Firms also have to make up for years of slower building activity. Home construction remained relatively weak for years after the Great Recession as damage to the market left firms desperate to prop up prices.

Those efforts have since come back to haunt contractors. The housing market is about 3.8 million units short of current demand, Sam Khater, chief economist at Freddie Mac, told The Wall Street Journal. That hole would be much smaller had building kept up with demand before the pandemic struck, he said.

“This is what you get when you underbuild for 10 years,” he added.

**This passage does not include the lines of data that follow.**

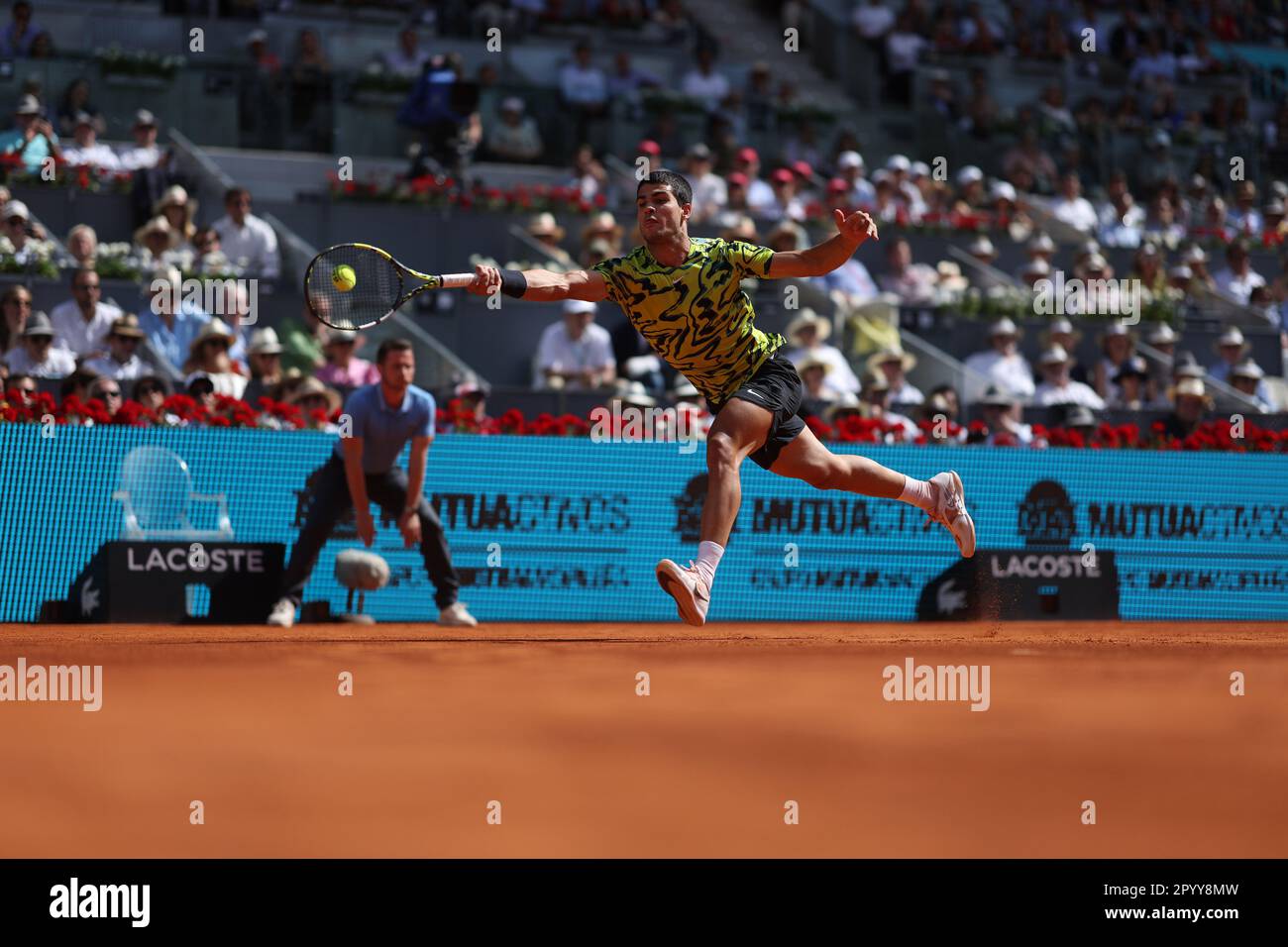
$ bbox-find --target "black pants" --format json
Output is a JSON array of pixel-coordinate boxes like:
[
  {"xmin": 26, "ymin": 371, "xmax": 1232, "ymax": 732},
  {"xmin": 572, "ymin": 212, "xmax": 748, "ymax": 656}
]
[{"xmin": 282, "ymin": 454, "xmax": 461, "ymax": 609}]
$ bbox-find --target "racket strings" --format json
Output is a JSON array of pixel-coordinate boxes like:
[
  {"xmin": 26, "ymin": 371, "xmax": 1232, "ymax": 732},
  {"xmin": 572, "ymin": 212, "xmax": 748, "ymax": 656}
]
[{"xmin": 304, "ymin": 246, "xmax": 403, "ymax": 329}]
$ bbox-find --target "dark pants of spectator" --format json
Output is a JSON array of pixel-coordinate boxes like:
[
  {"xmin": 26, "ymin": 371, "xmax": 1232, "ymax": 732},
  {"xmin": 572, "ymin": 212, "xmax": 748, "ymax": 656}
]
[{"xmin": 282, "ymin": 454, "xmax": 461, "ymax": 611}]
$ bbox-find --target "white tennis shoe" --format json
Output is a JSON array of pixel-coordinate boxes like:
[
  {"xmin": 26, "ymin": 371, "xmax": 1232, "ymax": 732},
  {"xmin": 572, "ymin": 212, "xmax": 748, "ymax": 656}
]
[
  {"xmin": 268, "ymin": 598, "xmax": 295, "ymax": 627},
  {"xmin": 926, "ymin": 471, "xmax": 975, "ymax": 559},
  {"xmin": 657, "ymin": 559, "xmax": 711, "ymax": 625}
]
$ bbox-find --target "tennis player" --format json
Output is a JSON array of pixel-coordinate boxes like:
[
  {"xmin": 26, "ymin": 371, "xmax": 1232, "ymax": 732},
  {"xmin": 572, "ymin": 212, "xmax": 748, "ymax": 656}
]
[{"xmin": 468, "ymin": 170, "xmax": 975, "ymax": 625}]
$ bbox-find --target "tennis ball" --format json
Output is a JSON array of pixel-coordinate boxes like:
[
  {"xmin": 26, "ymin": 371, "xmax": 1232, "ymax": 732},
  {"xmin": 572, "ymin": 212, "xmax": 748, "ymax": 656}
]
[{"xmin": 331, "ymin": 264, "xmax": 358, "ymax": 292}]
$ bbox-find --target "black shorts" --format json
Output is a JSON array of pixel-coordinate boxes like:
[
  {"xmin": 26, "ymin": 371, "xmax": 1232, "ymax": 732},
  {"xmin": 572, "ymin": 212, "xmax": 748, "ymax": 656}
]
[{"xmin": 711, "ymin": 352, "xmax": 805, "ymax": 471}]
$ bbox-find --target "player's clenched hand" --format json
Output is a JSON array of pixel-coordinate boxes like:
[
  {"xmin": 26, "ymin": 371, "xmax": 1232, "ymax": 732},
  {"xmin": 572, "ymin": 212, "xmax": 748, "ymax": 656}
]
[
  {"xmin": 832, "ymin": 207, "xmax": 881, "ymax": 244},
  {"xmin": 465, "ymin": 263, "xmax": 501, "ymax": 296}
]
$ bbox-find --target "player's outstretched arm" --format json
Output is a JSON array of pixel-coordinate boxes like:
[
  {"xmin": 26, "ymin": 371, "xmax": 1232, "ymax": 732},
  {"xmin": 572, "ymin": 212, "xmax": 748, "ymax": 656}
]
[
  {"xmin": 769, "ymin": 209, "xmax": 881, "ymax": 279},
  {"xmin": 465, "ymin": 265, "xmax": 608, "ymax": 303}
]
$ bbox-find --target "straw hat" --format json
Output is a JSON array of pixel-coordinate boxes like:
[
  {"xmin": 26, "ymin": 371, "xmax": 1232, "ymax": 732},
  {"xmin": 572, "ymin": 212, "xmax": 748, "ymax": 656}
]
[
  {"xmin": 528, "ymin": 210, "xmax": 566, "ymax": 240},
  {"xmin": 988, "ymin": 316, "xmax": 1020, "ymax": 339},
  {"xmin": 787, "ymin": 307, "xmax": 832, "ymax": 342},
  {"xmin": 1145, "ymin": 322, "xmax": 1181, "ymax": 346},
  {"xmin": 866, "ymin": 346, "xmax": 917, "ymax": 372},
  {"xmin": 1212, "ymin": 326, "xmax": 1252, "ymax": 356},
  {"xmin": 188, "ymin": 316, "xmax": 237, "ymax": 359},
  {"xmin": 966, "ymin": 233, "xmax": 997, "ymax": 261},
  {"xmin": 108, "ymin": 312, "xmax": 143, "ymax": 339},
  {"xmin": 22, "ymin": 312, "xmax": 54, "ymax": 339},
  {"xmin": 287, "ymin": 377, "xmax": 342, "ymax": 414},
  {"xmin": 1167, "ymin": 377, "xmax": 1216, "ymax": 408}
]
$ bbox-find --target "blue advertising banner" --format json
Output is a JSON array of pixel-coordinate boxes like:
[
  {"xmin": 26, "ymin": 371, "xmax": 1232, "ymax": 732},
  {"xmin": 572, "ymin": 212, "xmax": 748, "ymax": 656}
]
[{"xmin": 0, "ymin": 425, "xmax": 1288, "ymax": 621}]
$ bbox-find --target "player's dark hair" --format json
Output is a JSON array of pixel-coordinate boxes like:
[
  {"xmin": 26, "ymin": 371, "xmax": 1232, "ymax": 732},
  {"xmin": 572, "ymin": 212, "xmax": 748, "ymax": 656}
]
[
  {"xmin": 376, "ymin": 339, "xmax": 412, "ymax": 365},
  {"xmin": 635, "ymin": 167, "xmax": 693, "ymax": 204}
]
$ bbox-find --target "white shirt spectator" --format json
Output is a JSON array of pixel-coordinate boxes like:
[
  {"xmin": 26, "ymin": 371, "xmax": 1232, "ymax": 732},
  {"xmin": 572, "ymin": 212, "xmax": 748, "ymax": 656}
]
[
  {"xmin": 63, "ymin": 142, "xmax": 121, "ymax": 171},
  {"xmin": 486, "ymin": 116, "xmax": 541, "ymax": 161},
  {"xmin": 1205, "ymin": 360, "xmax": 1275, "ymax": 411},
  {"xmin": 85, "ymin": 356, "xmax": 152, "ymax": 381},
  {"xmin": 1212, "ymin": 266, "xmax": 1266, "ymax": 305},
  {"xmin": 966, "ymin": 349, "xmax": 1034, "ymax": 403},
  {"xmin": 747, "ymin": 177, "xmax": 778, "ymax": 217},
  {"xmin": 1221, "ymin": 207, "xmax": 1266, "ymax": 235},
  {"xmin": 1051, "ymin": 196, "xmax": 1098, "ymax": 233},
  {"xmin": 1033, "ymin": 378, "xmax": 1105, "ymax": 411},
  {"xmin": 881, "ymin": 263, "xmax": 939, "ymax": 304},
  {"xmin": 559, "ymin": 61, "xmax": 608, "ymax": 106},
  {"xmin": 690, "ymin": 171, "xmax": 729, "ymax": 220},
  {"xmin": 116, "ymin": 145, "xmax": 161, "ymax": 171},
  {"xmin": 680, "ymin": 69, "xmax": 729, "ymax": 112},
  {"xmin": 787, "ymin": 346, "xmax": 862, "ymax": 394},
  {"xmin": 533, "ymin": 320, "xmax": 617, "ymax": 389},
  {"xmin": 850, "ymin": 4, "xmax": 894, "ymax": 40},
  {"xmin": 49, "ymin": 299, "xmax": 121, "ymax": 359},
  {"xmin": 886, "ymin": 33, "xmax": 927, "ymax": 72},
  {"xmin": 4, "ymin": 346, "xmax": 76, "ymax": 377},
  {"xmin": 211, "ymin": 214, "xmax": 280, "ymax": 279}
]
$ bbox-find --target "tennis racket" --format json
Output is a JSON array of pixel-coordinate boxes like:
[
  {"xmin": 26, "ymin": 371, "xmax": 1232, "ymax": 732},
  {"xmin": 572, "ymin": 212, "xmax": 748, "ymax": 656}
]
[{"xmin": 304, "ymin": 244, "xmax": 474, "ymax": 330}]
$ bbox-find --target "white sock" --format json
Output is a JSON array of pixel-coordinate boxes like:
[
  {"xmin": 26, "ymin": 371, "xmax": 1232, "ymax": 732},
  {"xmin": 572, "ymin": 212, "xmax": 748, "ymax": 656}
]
[
  {"xmin": 693, "ymin": 543, "xmax": 724, "ymax": 587},
  {"xmin": 899, "ymin": 475, "xmax": 935, "ymax": 513}
]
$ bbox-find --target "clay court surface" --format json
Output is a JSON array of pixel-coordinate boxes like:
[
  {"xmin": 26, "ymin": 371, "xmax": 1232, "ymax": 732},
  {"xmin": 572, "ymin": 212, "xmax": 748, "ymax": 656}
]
[{"xmin": 0, "ymin": 624, "xmax": 1288, "ymax": 857}]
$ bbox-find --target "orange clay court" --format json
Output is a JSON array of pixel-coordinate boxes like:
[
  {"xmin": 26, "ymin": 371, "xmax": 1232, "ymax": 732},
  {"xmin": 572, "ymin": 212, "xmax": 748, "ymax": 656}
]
[{"xmin": 0, "ymin": 622, "xmax": 1288, "ymax": 858}]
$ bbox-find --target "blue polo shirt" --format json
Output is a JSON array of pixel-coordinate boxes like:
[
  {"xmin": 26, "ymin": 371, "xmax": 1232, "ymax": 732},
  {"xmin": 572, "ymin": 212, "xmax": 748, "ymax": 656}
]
[{"xmin": 335, "ymin": 384, "xmax": 437, "ymax": 473}]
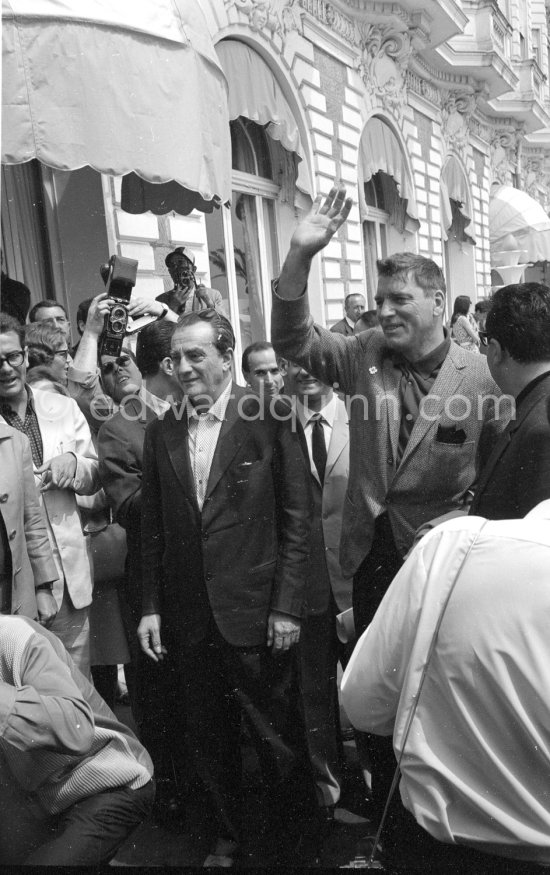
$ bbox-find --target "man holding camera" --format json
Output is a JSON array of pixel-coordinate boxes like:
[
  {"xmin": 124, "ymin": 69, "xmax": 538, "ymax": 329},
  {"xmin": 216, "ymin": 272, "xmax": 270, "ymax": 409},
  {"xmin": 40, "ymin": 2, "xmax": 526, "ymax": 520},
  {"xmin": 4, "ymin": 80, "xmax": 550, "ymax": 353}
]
[{"xmin": 156, "ymin": 246, "xmax": 227, "ymax": 316}]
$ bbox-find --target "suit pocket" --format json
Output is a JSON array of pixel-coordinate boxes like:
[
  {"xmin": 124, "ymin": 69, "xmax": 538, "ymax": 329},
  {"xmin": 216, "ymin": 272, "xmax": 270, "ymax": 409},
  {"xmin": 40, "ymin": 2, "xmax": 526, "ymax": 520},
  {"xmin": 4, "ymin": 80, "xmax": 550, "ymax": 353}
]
[
  {"xmin": 250, "ymin": 559, "xmax": 277, "ymax": 574},
  {"xmin": 430, "ymin": 441, "xmax": 476, "ymax": 497}
]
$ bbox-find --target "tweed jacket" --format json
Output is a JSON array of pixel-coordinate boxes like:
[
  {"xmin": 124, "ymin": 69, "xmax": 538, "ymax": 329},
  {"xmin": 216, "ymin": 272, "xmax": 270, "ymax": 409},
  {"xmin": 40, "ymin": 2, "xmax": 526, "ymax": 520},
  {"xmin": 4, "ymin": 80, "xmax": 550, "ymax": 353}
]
[
  {"xmin": 0, "ymin": 422, "xmax": 57, "ymax": 620},
  {"xmin": 470, "ymin": 374, "xmax": 550, "ymax": 520},
  {"xmin": 0, "ymin": 389, "xmax": 99, "ymax": 608},
  {"xmin": 272, "ymin": 288, "xmax": 510, "ymax": 576},
  {"xmin": 141, "ymin": 384, "xmax": 311, "ymax": 647}
]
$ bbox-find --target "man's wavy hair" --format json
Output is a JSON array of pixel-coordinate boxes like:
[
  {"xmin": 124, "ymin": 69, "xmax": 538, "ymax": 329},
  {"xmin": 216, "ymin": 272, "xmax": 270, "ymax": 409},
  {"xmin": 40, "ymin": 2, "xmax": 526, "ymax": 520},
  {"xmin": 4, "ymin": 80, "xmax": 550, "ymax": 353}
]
[
  {"xmin": 25, "ymin": 322, "xmax": 67, "ymax": 368},
  {"xmin": 176, "ymin": 307, "xmax": 235, "ymax": 355},
  {"xmin": 485, "ymin": 283, "xmax": 550, "ymax": 364},
  {"xmin": 376, "ymin": 252, "xmax": 446, "ymax": 297}
]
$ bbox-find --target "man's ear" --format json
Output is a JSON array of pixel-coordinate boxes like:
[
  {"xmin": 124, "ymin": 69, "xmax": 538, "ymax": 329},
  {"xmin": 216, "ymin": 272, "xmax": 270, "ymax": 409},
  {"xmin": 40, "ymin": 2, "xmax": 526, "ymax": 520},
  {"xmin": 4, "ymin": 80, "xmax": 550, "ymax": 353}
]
[
  {"xmin": 159, "ymin": 355, "xmax": 174, "ymax": 377},
  {"xmin": 434, "ymin": 289, "xmax": 447, "ymax": 317},
  {"xmin": 222, "ymin": 349, "xmax": 233, "ymax": 371}
]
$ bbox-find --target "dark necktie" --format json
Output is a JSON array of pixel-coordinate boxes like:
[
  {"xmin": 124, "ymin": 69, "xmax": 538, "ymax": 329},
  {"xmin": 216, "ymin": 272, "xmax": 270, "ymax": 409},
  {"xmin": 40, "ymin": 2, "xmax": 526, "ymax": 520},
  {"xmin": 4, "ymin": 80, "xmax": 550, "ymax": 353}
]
[{"xmin": 310, "ymin": 413, "xmax": 327, "ymax": 486}]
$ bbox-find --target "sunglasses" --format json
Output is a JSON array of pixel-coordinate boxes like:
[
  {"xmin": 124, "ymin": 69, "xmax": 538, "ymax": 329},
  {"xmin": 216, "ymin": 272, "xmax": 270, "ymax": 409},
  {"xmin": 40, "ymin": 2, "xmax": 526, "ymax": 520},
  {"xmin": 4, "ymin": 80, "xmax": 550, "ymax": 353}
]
[
  {"xmin": 101, "ymin": 355, "xmax": 132, "ymax": 376},
  {"xmin": 0, "ymin": 350, "xmax": 25, "ymax": 368}
]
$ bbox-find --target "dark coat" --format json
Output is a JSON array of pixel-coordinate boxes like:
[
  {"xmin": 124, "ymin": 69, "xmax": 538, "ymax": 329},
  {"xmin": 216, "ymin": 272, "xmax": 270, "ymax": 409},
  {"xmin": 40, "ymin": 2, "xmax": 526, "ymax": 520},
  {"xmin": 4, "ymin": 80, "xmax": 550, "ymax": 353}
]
[
  {"xmin": 470, "ymin": 374, "xmax": 550, "ymax": 520},
  {"xmin": 142, "ymin": 386, "xmax": 311, "ymax": 646},
  {"xmin": 98, "ymin": 397, "xmax": 157, "ymax": 621}
]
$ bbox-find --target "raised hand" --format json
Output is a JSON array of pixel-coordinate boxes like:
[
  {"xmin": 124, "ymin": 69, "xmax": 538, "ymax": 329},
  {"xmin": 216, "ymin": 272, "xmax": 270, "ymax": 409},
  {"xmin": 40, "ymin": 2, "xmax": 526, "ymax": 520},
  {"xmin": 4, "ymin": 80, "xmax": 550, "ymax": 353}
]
[{"xmin": 290, "ymin": 184, "xmax": 353, "ymax": 258}]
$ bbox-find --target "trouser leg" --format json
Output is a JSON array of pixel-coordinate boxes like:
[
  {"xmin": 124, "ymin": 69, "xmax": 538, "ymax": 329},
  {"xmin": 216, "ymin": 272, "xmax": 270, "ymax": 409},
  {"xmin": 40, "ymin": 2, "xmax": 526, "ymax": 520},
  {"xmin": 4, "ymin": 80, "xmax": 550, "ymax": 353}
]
[
  {"xmin": 48, "ymin": 584, "xmax": 91, "ymax": 680},
  {"xmin": 24, "ymin": 781, "xmax": 155, "ymax": 866},
  {"xmin": 298, "ymin": 607, "xmax": 341, "ymax": 806}
]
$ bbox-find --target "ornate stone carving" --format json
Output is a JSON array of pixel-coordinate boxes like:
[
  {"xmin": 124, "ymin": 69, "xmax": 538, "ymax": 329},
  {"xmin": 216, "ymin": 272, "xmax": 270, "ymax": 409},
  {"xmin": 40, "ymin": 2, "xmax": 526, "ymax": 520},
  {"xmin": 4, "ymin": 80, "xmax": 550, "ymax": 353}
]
[
  {"xmin": 235, "ymin": 0, "xmax": 302, "ymax": 39},
  {"xmin": 491, "ymin": 127, "xmax": 523, "ymax": 185},
  {"xmin": 406, "ymin": 69, "xmax": 441, "ymax": 106},
  {"xmin": 356, "ymin": 24, "xmax": 412, "ymax": 118},
  {"xmin": 441, "ymin": 91, "xmax": 476, "ymax": 153},
  {"xmin": 299, "ymin": 0, "xmax": 357, "ymax": 45}
]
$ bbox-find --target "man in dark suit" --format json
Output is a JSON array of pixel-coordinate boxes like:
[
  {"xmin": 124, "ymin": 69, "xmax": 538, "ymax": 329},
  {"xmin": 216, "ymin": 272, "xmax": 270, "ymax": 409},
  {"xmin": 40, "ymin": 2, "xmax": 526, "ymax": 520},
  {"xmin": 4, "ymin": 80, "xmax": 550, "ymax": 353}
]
[
  {"xmin": 330, "ymin": 292, "xmax": 367, "ymax": 337},
  {"xmin": 138, "ymin": 309, "xmax": 311, "ymax": 866},
  {"xmin": 470, "ymin": 283, "xmax": 550, "ymax": 520},
  {"xmin": 272, "ymin": 186, "xmax": 509, "ymax": 836},
  {"xmin": 285, "ymin": 362, "xmax": 353, "ymax": 823},
  {"xmin": 98, "ymin": 321, "xmax": 185, "ymax": 817}
]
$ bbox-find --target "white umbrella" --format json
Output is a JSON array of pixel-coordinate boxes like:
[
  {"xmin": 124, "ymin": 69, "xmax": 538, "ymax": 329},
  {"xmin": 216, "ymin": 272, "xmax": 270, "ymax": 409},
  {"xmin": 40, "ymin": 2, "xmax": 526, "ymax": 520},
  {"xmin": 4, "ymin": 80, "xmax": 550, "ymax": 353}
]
[
  {"xmin": 2, "ymin": 0, "xmax": 231, "ymax": 212},
  {"xmin": 489, "ymin": 185, "xmax": 550, "ymax": 262}
]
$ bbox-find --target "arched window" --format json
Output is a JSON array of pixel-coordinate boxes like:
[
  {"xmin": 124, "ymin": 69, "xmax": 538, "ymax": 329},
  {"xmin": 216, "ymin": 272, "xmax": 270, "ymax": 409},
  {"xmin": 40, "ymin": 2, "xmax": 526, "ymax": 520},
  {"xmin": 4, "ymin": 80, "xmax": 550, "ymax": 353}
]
[
  {"xmin": 359, "ymin": 117, "xmax": 419, "ymax": 307},
  {"xmin": 206, "ymin": 39, "xmax": 311, "ymax": 372}
]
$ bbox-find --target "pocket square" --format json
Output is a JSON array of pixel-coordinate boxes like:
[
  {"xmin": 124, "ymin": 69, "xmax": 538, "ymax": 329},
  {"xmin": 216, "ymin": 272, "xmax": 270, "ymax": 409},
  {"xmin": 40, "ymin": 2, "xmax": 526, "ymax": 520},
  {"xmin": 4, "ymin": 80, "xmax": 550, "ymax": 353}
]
[{"xmin": 435, "ymin": 425, "xmax": 466, "ymax": 445}]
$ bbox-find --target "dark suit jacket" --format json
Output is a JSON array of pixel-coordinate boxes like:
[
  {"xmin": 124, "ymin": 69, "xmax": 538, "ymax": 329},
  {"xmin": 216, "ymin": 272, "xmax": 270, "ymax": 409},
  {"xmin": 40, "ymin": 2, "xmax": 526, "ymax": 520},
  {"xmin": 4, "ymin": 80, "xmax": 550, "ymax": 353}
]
[
  {"xmin": 470, "ymin": 374, "xmax": 550, "ymax": 520},
  {"xmin": 142, "ymin": 385, "xmax": 311, "ymax": 646},
  {"xmin": 330, "ymin": 319, "xmax": 353, "ymax": 337},
  {"xmin": 98, "ymin": 397, "xmax": 157, "ymax": 620}
]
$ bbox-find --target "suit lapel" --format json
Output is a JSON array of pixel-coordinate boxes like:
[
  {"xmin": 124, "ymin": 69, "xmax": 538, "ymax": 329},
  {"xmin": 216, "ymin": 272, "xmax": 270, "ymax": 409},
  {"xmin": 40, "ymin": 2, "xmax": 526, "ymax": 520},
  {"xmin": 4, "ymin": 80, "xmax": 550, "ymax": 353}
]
[
  {"xmin": 205, "ymin": 386, "xmax": 251, "ymax": 498},
  {"xmin": 398, "ymin": 344, "xmax": 465, "ymax": 464},
  {"xmin": 162, "ymin": 404, "xmax": 199, "ymax": 514},
  {"xmin": 474, "ymin": 379, "xmax": 550, "ymax": 505},
  {"xmin": 382, "ymin": 355, "xmax": 401, "ymax": 459}
]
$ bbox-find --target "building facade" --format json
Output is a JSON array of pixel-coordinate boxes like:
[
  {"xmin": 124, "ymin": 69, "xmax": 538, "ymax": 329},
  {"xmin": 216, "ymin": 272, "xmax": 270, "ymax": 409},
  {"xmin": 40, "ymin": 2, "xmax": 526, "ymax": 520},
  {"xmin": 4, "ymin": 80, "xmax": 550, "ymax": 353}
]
[{"xmin": 2, "ymin": 0, "xmax": 550, "ymax": 372}]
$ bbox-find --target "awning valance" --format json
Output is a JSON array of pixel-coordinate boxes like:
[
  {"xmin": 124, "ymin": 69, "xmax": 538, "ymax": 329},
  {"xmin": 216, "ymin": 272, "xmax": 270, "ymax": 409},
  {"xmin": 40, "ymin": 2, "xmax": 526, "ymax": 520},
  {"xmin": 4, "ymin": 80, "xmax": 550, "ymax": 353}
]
[
  {"xmin": 216, "ymin": 40, "xmax": 312, "ymax": 194},
  {"xmin": 359, "ymin": 118, "xmax": 420, "ymax": 230},
  {"xmin": 439, "ymin": 158, "xmax": 475, "ymax": 243},
  {"xmin": 489, "ymin": 185, "xmax": 550, "ymax": 262},
  {"xmin": 2, "ymin": 0, "xmax": 231, "ymax": 212}
]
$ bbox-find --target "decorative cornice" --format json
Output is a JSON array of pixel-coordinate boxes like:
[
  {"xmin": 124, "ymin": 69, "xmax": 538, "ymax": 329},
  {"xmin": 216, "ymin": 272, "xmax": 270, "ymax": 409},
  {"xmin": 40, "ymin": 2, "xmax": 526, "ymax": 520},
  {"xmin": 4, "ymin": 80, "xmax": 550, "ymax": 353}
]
[
  {"xmin": 298, "ymin": 0, "xmax": 357, "ymax": 45},
  {"xmin": 234, "ymin": 0, "xmax": 303, "ymax": 40},
  {"xmin": 491, "ymin": 121, "xmax": 525, "ymax": 185},
  {"xmin": 441, "ymin": 90, "xmax": 477, "ymax": 154},
  {"xmin": 356, "ymin": 24, "xmax": 412, "ymax": 118}
]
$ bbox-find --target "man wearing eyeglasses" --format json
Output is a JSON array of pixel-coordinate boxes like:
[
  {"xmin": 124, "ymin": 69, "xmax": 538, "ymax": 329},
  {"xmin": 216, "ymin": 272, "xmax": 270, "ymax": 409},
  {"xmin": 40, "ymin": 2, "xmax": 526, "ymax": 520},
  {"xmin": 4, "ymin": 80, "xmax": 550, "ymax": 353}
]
[
  {"xmin": 138, "ymin": 309, "xmax": 311, "ymax": 867},
  {"xmin": 29, "ymin": 298, "xmax": 71, "ymax": 343},
  {"xmin": 0, "ymin": 314, "xmax": 99, "ymax": 675},
  {"xmin": 470, "ymin": 283, "xmax": 550, "ymax": 520}
]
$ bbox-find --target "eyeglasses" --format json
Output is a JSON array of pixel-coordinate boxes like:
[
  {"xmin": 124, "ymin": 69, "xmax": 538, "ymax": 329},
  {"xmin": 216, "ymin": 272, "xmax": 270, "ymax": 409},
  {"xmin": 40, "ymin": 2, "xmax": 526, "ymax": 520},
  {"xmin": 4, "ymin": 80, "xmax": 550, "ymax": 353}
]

Transitioning to a cooler, but healthier, housing market

A rebound in supply won’t reverse the market’s expansionary streak. Buying activity will remain robust as the Federal Reserve holds interest rates near zero and the economy rebounds from the coronavirus recession, Redfin’s Marr said.

“Fundamentals like low mortgage rates and high demand for housing are fueling the record-high price gains, so I don’t believe that homes are overvalued,” he said.

Price growth, however, will slow. Supply should balance out with demand in roughly six months as building picks up, Jefferies analysts led by Philip Ng said in an April 8 note.

Lumber prices should also peak over that period. The futures market currently sees the commodity plunging 26% into early 2022. That should cut down on premiums paid for new homes, according to Jefferies.

Contractors also have plenty of warning for a coming wave of fresh demand. Millennials’ homeownership rate shot higher during the pandemic, particularly among those aged 30 to 34. The population of people aged 25 to 34 is about 9% larger than that aged 35 to 44, according to Jefferies. That bigger group’s continued foray into homeownership should drive the construction of 1.7 million to 2 million new homes per year through 2024, the analysts said.

“Underbuilding has left the inventory of new and existing homes for sale at all-time lows, making the only solution to satisfy growing demand from the Millennial cohort to be new residential construction,” they added.

All signs are pointing to a surge of new building. Such a rebound is heavily reliant on lumber supply chains and, as with the broad economy, the path of the coronavirus. If growth cools as Jefferies, Redfin, and current data suggest, homeowners and prospective buyers might both come out winners.